Simulation pour une personne seule à l'API

Simulation pour une personne à l'API avec un enfant

Simulation pour une personne à l'API avec deux enfants

Pour l'ASS , le mode de calcul extrêmement complexe de l'allocation rend très difficile les simulations de gain entre le nouveau et l'ancien dispositif d'intéressement. D'après les informations transmises à votre commission, les gains comparés pourraient s'établir de la façon suivante :

ASS isolé

Gain mensuel moyen par rapport à l'inactivité

Gain mensuel moyen par rapport au système actuel

Mi-temps (environ 17 heures)

347

0

19 heures

396

9

¾ temps (environ 26 heures)

588

103

Plein temps (35 heures)

834

197

ASS couple ou avec enfant

Gain mensuel moyen par rapport à l'inactivité

Gain mensuel moyen par rapport au système actuel

Mi-temps (environ 17 heures)

347

0

19 heures

453

65

¾ temps (environ 26 heures)

644

159

Plein temps (35 heures)

890

254

Ces comparaisons appellent toutefois les corrections suivantes :

- elles ne tiennent pas compte de la nouvelle prime de retour à l'emploi qui compense bien souvent le manque à gagner : si l'on tient compte de cette prime, le gain devient dans tous les cas supérieur au dispositif actuel pour un couple au RMI et pour un bénéficiaire de l'API isolé. L'écart est infime pour le cas d'une personne à l'API avec un enfant à charge ;

- elles n'intègrent pas la réforme concomitante de la prime pour l'emploi qui apporte un revenu moyen supplémentaire d'environ 66 euros par mois.

Par ailleurs, la réforme proposée ne peut être appréciée à la seule aune du gain financier apporté aux bénéficiaires : bien que financièrement avantageux, le dispositif actuel, complexe et illisible, a fait la preuve de son inefficacité.
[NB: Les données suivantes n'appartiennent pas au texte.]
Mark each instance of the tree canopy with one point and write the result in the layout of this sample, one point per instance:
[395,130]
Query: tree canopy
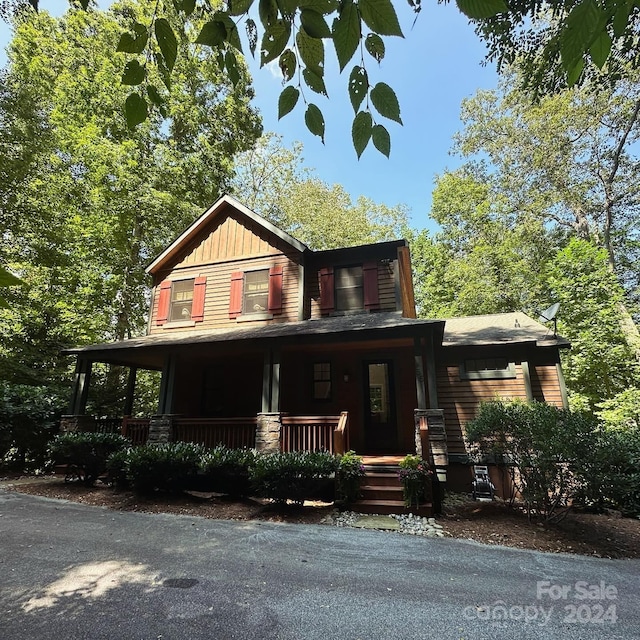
[559,44]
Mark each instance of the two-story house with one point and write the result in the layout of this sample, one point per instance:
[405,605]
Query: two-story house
[263,342]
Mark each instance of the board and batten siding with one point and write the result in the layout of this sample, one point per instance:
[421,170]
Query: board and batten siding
[231,245]
[386,289]
[460,399]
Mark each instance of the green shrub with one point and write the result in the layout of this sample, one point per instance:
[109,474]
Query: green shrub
[166,467]
[349,476]
[227,470]
[415,476]
[85,454]
[117,468]
[295,476]
[542,446]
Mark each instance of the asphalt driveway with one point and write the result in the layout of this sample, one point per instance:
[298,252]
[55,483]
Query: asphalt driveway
[75,572]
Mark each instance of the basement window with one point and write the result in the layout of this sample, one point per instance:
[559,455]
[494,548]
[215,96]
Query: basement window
[487,369]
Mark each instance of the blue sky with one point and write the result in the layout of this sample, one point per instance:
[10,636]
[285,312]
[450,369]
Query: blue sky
[436,65]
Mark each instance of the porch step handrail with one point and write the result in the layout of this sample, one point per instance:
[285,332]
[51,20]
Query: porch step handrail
[309,433]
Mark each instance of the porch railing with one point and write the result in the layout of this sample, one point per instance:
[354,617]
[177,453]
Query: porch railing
[136,429]
[235,433]
[313,433]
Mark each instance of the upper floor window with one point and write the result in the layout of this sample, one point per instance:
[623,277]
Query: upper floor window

L'inconvénient que représente un moindre gain financier paraît largement compensé par le fait que le dispositif sera désormais plus simple, plus facile à comprendre par les bénéficiaires, et par conséquent davantage susceptible d'être le facteur déclencheur d'une reprise d'activité.

Il convient enfin de rappeler que la réforme ne fait pas de perdants à proprement parler, dans la mesure où elle ne s'applique que pour l'avenir. Le projet de loi précise d'ailleurs expressément que les personnes en intéressement au moment de la publication de la loi continueront à en bénéficier dans les conditions anciennes, de façon à ne pas perturber le calcul économique qui a présidé à leur reprise d'activité. En ce qui concerne les futurs bénéficiaires de l'intéressement, on ne peut donc pas parler de perte mais seulement de réduction des espérances de gain.

* 1 56,8 % des bénéficiaires du RMI sont des personnes isolées.